Changer la Constitution, élire un président, renouveler les institutions : sur le papier, cela sonne comme une promesse. Mais dans les rues de Carrefour-Feuilles, de Cité Soleil, de Nazon, de Fort-national ou de Delmas, ce discours se heurte à la réalité d’un pays où les zones de non-droit s’étendent chaque jour davantage. Où est donc le lien entre les priorités du peuple et l’agenda du Conseil Présidentiel de Transition (CPT) ? Qui peut croire, honnêtement, qu’un vote crédible pourra être organisé en moins d’un an, dans un climat d’insécurité généralisée et sans la moindre garantie de sécurité pour les électeurs, les candidats ou les observateurs ?
La Constitution de 1987 — imparfaite, certes — est devenue le bouc émissaire des élites politiques depuis des années. La réforme proposée, qui prévoit la suppression du Sénat, l’instauration d’un Parlement monocaméral, et la création d’un poste de vice-président à la place du Premier ministre, est taillée sur mesure pour une classe dirigeante pressée de se donner un cadre plus “efficace”. Mais efficace pour qui ? Et pour faire quoi ? Consolider un pouvoir sans contrepoids ? Recentrer l’exécutif pour mieux le contrôler depuis l’ombre ?
Pendant ce temps, les Haïtiens meurent. Ils meurent de balles perdues, de faim, de peur, de silence politique.
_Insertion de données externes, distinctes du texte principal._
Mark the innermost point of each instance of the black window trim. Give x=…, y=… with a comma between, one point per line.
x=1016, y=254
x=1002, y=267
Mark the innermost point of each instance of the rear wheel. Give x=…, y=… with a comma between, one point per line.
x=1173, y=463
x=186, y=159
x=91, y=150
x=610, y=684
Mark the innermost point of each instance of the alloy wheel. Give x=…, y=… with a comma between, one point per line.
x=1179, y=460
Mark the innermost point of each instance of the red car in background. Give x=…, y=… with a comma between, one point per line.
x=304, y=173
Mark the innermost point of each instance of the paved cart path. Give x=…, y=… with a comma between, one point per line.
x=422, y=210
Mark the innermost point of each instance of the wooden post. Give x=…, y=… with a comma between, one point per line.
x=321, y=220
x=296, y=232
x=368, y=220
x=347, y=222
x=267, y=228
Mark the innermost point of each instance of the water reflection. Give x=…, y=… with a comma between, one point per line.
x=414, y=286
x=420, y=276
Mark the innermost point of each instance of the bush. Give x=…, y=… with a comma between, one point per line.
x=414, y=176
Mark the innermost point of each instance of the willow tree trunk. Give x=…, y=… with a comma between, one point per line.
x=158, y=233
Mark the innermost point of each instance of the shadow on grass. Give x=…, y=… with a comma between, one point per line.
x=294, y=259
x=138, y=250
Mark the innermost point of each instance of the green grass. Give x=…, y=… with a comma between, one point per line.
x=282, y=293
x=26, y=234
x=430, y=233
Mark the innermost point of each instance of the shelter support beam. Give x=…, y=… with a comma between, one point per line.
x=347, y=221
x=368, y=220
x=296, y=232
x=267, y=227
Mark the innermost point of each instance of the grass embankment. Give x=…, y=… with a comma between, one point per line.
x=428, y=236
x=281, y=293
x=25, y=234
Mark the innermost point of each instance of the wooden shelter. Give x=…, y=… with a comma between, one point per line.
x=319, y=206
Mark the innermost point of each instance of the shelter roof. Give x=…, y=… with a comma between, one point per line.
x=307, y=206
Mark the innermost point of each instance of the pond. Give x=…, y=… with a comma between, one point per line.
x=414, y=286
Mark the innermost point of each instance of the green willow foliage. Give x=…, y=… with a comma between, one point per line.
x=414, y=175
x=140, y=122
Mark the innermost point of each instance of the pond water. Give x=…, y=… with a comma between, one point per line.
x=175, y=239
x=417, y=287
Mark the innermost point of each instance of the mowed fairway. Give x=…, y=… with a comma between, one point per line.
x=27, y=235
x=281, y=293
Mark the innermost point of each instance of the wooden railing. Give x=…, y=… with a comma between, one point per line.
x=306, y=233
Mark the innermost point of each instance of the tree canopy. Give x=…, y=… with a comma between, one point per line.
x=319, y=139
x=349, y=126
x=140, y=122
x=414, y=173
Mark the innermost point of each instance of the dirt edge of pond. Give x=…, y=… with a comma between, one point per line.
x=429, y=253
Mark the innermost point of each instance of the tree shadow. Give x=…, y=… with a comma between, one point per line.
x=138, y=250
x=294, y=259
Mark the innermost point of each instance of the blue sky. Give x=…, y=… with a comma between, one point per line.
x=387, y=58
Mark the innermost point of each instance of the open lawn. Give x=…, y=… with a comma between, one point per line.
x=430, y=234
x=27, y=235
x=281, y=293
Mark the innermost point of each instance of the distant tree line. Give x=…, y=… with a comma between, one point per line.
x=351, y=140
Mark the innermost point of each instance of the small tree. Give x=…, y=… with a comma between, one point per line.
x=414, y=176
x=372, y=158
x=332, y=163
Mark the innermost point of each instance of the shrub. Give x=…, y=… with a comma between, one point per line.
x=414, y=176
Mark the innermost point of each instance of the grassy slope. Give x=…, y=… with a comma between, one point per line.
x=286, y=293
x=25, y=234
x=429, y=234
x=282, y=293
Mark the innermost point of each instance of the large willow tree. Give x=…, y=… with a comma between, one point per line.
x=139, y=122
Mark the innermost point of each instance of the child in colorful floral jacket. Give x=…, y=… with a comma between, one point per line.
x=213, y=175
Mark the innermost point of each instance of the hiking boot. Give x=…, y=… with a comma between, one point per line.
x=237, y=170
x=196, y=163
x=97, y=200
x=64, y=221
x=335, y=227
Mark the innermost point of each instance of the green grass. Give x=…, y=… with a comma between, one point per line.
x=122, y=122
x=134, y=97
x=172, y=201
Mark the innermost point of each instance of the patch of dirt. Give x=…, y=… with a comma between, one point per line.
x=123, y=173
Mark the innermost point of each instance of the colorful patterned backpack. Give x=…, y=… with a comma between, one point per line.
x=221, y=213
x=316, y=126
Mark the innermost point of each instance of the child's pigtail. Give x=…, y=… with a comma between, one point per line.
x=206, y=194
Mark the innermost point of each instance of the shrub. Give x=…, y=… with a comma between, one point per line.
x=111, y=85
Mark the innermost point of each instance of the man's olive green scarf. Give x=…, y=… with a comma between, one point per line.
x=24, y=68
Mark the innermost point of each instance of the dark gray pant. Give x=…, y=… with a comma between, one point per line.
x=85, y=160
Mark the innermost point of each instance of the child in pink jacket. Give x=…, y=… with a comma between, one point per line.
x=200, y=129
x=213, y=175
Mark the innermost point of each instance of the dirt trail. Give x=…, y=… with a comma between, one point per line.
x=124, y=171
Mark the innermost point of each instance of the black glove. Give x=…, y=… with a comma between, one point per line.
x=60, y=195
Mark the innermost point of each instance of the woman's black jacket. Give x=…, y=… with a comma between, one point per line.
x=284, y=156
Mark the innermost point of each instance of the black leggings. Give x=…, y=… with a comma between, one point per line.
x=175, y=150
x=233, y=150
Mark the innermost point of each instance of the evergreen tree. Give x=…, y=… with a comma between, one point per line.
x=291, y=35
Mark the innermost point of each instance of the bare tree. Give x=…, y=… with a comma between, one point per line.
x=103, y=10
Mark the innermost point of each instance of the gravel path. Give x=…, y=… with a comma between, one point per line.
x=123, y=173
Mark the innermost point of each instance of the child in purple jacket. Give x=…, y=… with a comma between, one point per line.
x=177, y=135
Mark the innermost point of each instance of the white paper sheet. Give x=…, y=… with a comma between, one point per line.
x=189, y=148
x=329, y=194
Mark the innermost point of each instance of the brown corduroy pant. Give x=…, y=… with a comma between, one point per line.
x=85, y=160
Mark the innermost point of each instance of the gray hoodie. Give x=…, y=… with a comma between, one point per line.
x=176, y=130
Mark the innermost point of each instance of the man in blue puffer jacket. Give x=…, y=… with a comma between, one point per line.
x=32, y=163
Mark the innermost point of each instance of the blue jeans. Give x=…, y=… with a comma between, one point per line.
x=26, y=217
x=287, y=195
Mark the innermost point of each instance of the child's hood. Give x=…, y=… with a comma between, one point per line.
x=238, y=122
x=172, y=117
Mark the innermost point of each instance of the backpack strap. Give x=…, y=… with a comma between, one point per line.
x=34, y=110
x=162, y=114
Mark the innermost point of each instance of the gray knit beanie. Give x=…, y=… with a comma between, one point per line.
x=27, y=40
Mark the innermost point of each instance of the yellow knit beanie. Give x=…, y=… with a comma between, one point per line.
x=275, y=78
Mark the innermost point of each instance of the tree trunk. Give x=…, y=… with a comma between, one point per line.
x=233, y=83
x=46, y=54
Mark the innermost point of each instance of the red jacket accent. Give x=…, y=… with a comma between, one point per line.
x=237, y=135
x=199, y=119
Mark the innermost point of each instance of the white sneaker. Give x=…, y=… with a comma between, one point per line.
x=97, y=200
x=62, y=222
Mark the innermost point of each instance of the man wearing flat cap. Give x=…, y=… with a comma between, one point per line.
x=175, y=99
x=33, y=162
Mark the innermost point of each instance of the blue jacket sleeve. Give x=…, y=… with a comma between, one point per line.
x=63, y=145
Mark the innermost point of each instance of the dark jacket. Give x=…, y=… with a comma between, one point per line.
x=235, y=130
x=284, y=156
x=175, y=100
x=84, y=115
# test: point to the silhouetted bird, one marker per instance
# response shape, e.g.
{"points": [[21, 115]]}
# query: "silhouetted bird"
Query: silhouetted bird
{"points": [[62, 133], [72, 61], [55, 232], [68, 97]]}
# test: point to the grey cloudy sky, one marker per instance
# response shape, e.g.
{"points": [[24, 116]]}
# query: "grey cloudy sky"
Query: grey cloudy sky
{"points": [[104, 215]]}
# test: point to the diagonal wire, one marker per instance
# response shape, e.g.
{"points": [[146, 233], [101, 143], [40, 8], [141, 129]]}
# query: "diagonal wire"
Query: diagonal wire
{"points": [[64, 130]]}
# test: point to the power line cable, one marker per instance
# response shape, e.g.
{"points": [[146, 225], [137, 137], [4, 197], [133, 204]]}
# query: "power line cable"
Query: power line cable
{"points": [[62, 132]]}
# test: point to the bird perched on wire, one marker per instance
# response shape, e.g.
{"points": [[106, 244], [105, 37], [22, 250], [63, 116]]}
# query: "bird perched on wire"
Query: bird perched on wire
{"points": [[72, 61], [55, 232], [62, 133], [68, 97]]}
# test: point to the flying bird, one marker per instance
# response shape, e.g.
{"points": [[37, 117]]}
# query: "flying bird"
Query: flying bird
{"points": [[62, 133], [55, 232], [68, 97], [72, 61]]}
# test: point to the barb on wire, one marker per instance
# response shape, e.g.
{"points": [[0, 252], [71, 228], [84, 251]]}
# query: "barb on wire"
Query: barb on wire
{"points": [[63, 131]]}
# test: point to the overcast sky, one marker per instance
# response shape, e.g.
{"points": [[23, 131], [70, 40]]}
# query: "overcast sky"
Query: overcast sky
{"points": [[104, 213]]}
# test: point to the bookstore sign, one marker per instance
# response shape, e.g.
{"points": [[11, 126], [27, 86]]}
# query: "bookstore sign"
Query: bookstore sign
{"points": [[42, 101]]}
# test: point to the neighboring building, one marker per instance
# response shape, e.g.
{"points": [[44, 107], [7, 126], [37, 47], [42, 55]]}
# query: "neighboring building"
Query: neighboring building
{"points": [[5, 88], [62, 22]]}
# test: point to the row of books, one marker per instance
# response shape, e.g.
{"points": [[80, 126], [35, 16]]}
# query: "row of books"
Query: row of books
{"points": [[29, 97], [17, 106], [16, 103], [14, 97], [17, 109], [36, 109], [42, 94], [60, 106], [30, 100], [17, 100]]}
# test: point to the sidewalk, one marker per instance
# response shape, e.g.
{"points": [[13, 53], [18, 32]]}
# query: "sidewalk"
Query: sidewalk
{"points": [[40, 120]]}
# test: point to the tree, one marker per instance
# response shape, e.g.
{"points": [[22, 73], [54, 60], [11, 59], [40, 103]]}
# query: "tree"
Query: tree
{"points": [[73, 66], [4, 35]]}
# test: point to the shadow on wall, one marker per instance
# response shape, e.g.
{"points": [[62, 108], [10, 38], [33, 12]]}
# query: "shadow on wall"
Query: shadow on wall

Et au lieu de répondre à l’urgence — désarmer les gangs, rétablir l’autorité de l’État, sécuriser les écoles, les hôpitaux, les routes — les dirigeants préfèrent bricoler une réforme institutionnelle, comme si Haïti était une république fonctionnelle en mal de retouches cosmétiques.
À qui servira ce processus électoral si le peuple ne peut pas y participer librement, si les campagnes ne peuvent se tenir que dans des zones “pacifiées” à la marge ? À une élite déconnectée qui s’accroche à des postes pendant que le pays s’effondre ? À une communauté internationale avide de cocher la case “retour à la démocratie”, peu importe que ce retour soit vide de sens ?
La vérité, c’est qu’il n’y aura pas de démocratie sans sécurité. Pas de scrutin légitime dans un pays où l’État ne contrôle pas son propre territoire. Pas de constitution viable sans un débat national véritable, apaisé, inclusif.
Ce calendrier électoral imposé par le (CPT) Conseil présidentiel de transition ressemble à une opération de façade : maquiller l’échec sécuritaire par des promesses institutionnelles. C’est l’arbre qui cache une forêt de cadavres. C’est la réforme qui évite le courage. C’est une fuite en avant, tragique et cynique, à l’image d’un pouvoir qui gouverne sans voir, sans écouter, sans trembler.
Le peuple haïtien mérite mieux qu’un référendum sous occupation de gangs. Il mérite une paix réelle, des institutions fortes, et surtout des dirigeants capables d’affronter la crise, pas de la contourner.